Poorer families missing out on free care as race divide grows
THE “school readiness” gap between five-year-olds from richer and poorer backgrounds is widening, according to research published today.
A report by the Sutton Trust raises concerns that the Government’s policy of providing 30 hours of free childcare to families with two working parents is failing to improve social mobility. Families with parents not in work are eligible for only 15 hours of free childcare.
The report found that the school readiness gap between disadvantaged children and their peers had been slowly decreasing from 2007, but that progress has now stalled.
It concluded: “The policy to provide working families with 30 hours of free childcare is regressive, with the majority of the increased government funding supporting better-off families, and parents on benefits seeing little change to their incomes.” There were already fears that the closure of nurseries would widen social inequalities further because disadvantaged children would be worst affected.
There were also warnings today that the pandemic has deepened London’s already “stark” inequalities.
A study by the Social Metrics Commission revealed BAME households were disproportionately exposed to job losses and pay cuts. The commission’s annual report found that nearly half of black African-Caribbean households were living in poverty, compared with just under one in five white families.
And professor Kevin Fenton, regional director of Public Health England, told London Health Board: “We now know that [Covid-19] has in fact worsened [inequalities], either through the direct or indirect impacts of the disease.”
IT’S sadly no surprise that London’s most vulnerable people are being hit the hardest by the health and economic effects of coronavirus — but that doesn’t mean we should tolerate it.
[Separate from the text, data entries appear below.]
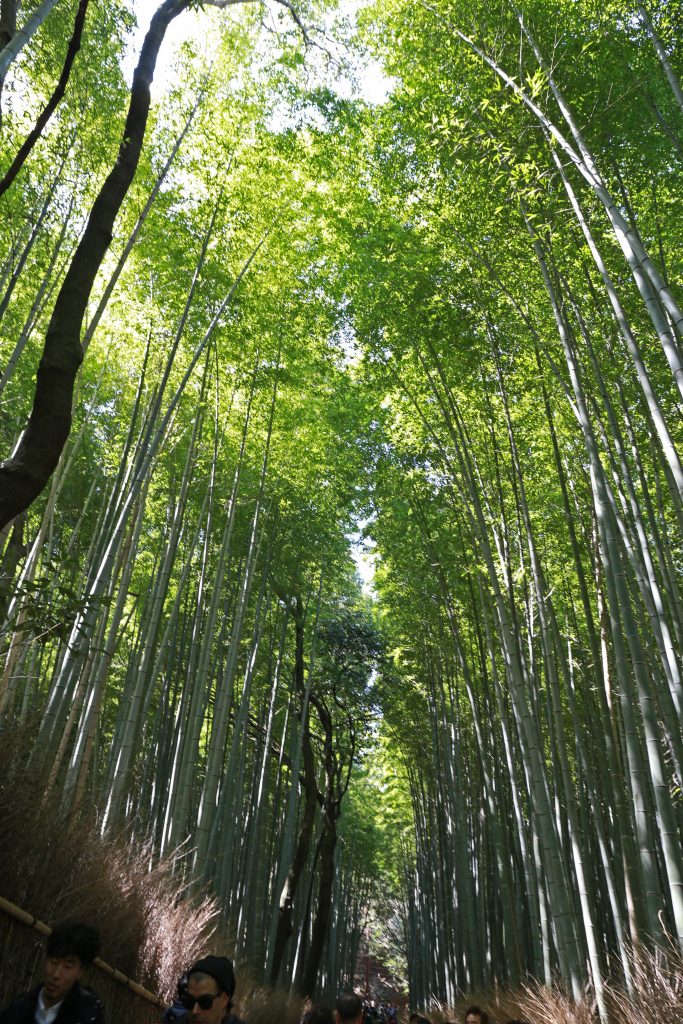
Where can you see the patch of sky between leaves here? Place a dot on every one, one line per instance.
(369, 81)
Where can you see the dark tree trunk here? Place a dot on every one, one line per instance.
(324, 906)
(285, 926)
(7, 22)
(27, 472)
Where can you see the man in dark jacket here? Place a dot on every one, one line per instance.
(205, 994)
(61, 999)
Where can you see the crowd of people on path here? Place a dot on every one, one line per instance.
(205, 992)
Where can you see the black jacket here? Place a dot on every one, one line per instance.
(80, 1007)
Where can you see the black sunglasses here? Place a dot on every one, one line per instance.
(203, 1001)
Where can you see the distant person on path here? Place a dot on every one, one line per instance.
(318, 1015)
(60, 998)
(349, 1009)
(206, 992)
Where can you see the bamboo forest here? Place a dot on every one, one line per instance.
(341, 493)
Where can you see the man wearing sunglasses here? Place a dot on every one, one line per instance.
(206, 991)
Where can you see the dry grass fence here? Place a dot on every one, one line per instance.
(52, 867)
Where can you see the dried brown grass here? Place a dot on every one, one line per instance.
(656, 994)
(52, 869)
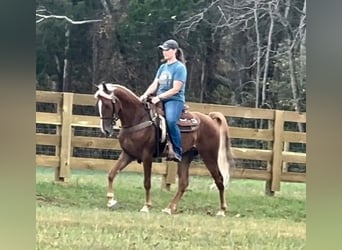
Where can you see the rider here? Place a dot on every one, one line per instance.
(169, 86)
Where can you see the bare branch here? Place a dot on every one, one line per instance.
(44, 17)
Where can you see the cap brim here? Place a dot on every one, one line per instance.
(162, 47)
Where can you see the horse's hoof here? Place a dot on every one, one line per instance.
(111, 203)
(167, 211)
(220, 214)
(145, 209)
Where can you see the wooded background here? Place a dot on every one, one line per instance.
(242, 53)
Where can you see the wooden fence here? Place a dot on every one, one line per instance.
(275, 157)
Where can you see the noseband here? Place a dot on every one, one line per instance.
(114, 116)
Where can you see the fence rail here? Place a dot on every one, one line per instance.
(275, 157)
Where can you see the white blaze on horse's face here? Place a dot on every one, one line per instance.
(99, 105)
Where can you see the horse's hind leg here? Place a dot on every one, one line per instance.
(123, 161)
(147, 184)
(211, 164)
(183, 181)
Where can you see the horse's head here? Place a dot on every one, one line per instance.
(108, 107)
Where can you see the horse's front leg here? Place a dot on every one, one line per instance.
(123, 161)
(183, 182)
(147, 184)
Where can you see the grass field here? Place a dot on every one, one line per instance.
(75, 216)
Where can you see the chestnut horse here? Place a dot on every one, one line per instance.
(137, 139)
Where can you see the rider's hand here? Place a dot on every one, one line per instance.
(143, 97)
(155, 99)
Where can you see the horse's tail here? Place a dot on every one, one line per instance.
(225, 158)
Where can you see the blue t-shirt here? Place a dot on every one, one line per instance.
(166, 74)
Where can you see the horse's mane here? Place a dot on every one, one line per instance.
(113, 87)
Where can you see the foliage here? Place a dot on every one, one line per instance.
(218, 37)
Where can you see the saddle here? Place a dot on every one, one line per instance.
(187, 122)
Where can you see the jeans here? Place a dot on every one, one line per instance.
(173, 110)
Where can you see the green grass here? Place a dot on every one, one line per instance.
(75, 216)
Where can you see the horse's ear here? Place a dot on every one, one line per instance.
(104, 86)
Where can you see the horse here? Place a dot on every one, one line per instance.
(137, 138)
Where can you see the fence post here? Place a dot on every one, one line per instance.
(268, 184)
(277, 150)
(66, 134)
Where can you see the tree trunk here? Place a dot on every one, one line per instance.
(267, 56)
(66, 82)
(203, 82)
(258, 59)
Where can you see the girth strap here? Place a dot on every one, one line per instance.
(137, 127)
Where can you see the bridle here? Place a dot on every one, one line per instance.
(114, 116)
(115, 101)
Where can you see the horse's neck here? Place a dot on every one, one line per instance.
(132, 112)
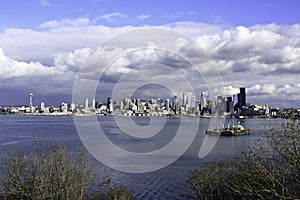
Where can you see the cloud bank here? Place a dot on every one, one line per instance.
(263, 58)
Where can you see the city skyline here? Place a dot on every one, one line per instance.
(43, 43)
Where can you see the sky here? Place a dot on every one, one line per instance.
(45, 46)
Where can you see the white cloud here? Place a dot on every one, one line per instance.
(47, 3)
(266, 89)
(78, 22)
(111, 17)
(263, 58)
(143, 17)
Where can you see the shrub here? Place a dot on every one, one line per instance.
(46, 174)
(270, 169)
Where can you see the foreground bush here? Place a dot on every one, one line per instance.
(47, 174)
(270, 169)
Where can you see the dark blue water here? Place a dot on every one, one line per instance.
(22, 132)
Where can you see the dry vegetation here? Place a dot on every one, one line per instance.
(270, 169)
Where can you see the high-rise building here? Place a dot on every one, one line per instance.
(72, 107)
(242, 97)
(86, 103)
(109, 105)
(175, 104)
(93, 104)
(202, 101)
(184, 99)
(167, 104)
(42, 106)
(230, 106)
(30, 100)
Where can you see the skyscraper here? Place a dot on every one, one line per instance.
(93, 104)
(202, 101)
(184, 99)
(30, 100)
(86, 103)
(242, 97)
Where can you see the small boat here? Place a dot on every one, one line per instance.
(235, 131)
(213, 132)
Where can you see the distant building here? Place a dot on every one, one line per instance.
(86, 103)
(42, 107)
(184, 99)
(203, 101)
(229, 106)
(93, 104)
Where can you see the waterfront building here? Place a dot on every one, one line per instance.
(72, 107)
(42, 107)
(167, 104)
(229, 106)
(86, 103)
(203, 101)
(184, 99)
(93, 104)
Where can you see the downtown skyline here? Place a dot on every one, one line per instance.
(44, 43)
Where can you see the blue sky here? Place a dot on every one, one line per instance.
(31, 13)
(255, 44)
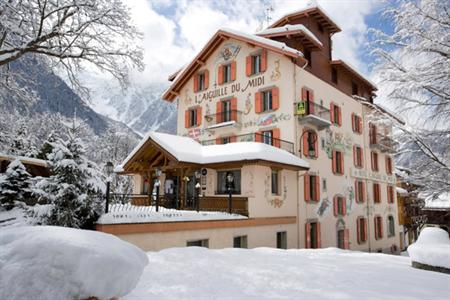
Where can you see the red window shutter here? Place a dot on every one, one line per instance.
(258, 137)
(333, 162)
(316, 145)
(275, 98)
(263, 60)
(186, 119)
(307, 235)
(358, 230)
(220, 75)
(233, 71)
(199, 116)
(346, 239)
(195, 83)
(353, 123)
(206, 79)
(332, 116)
(317, 188)
(234, 109)
(319, 238)
(258, 102)
(219, 112)
(276, 137)
(335, 206)
(305, 143)
(306, 188)
(248, 65)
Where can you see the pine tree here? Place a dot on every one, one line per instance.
(15, 185)
(74, 187)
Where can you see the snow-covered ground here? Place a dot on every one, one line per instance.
(122, 214)
(264, 273)
(46, 262)
(431, 248)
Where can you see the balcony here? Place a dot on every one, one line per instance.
(382, 142)
(224, 119)
(257, 137)
(313, 114)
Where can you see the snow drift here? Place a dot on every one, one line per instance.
(44, 262)
(431, 248)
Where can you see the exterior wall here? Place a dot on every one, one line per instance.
(261, 236)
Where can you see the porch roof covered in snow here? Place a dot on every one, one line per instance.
(166, 151)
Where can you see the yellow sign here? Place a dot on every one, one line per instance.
(300, 108)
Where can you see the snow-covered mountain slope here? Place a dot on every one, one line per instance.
(140, 106)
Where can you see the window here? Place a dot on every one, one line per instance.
(256, 64)
(198, 243)
(275, 182)
(343, 239)
(354, 88)
(267, 100)
(312, 233)
(339, 206)
(308, 56)
(226, 73)
(338, 162)
(192, 117)
(361, 228)
(222, 182)
(357, 156)
(310, 144)
(390, 194)
(389, 165)
(391, 226)
(360, 193)
(282, 240)
(312, 187)
(374, 161)
(334, 75)
(335, 114)
(240, 241)
(356, 124)
(378, 226)
(376, 193)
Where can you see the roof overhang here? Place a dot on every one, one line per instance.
(339, 64)
(181, 77)
(315, 12)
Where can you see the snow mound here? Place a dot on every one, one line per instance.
(431, 248)
(45, 262)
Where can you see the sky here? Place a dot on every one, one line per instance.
(174, 31)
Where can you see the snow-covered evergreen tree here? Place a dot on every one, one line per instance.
(414, 71)
(75, 186)
(15, 185)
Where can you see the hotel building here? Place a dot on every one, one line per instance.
(324, 175)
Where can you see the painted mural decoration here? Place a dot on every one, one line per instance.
(248, 104)
(276, 74)
(267, 120)
(337, 141)
(229, 51)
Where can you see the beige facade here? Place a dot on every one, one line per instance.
(288, 78)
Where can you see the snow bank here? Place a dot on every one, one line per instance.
(431, 248)
(264, 273)
(44, 262)
(125, 214)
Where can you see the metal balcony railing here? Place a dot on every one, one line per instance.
(256, 137)
(312, 113)
(229, 117)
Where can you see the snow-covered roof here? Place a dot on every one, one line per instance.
(180, 79)
(291, 28)
(24, 159)
(185, 149)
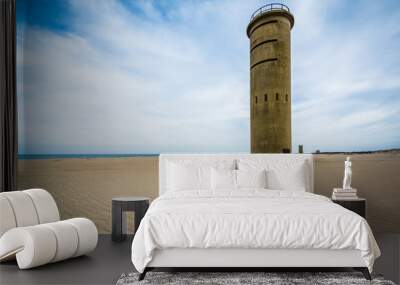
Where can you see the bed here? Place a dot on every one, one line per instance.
(246, 211)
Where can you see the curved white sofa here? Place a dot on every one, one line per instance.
(31, 230)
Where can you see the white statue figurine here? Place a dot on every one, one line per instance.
(347, 174)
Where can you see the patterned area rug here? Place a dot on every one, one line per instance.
(269, 278)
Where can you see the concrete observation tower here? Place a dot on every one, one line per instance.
(270, 86)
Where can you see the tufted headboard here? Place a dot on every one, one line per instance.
(210, 159)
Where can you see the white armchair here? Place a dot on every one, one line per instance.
(31, 230)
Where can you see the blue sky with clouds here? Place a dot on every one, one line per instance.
(127, 76)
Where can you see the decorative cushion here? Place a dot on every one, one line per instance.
(188, 177)
(251, 178)
(223, 179)
(281, 174)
The evidence is mounting. As Professor Kevin Fenton, a regional director of PHE, says, “Covid-19 didn’t create inequalities but it has certainly shone a light on them” — and on top of that it has made them worse. One report out today shows that BAME households have been affected disproportionately by job losses and pay cuts which have followed the pandemic. Another this week shows that during lockdown many women and girls found it impossible to get hold of or afford sanitary products. As we start to rebuild our economy, we will fail if we don’t take serious and speedy action to help those who have suffered the most.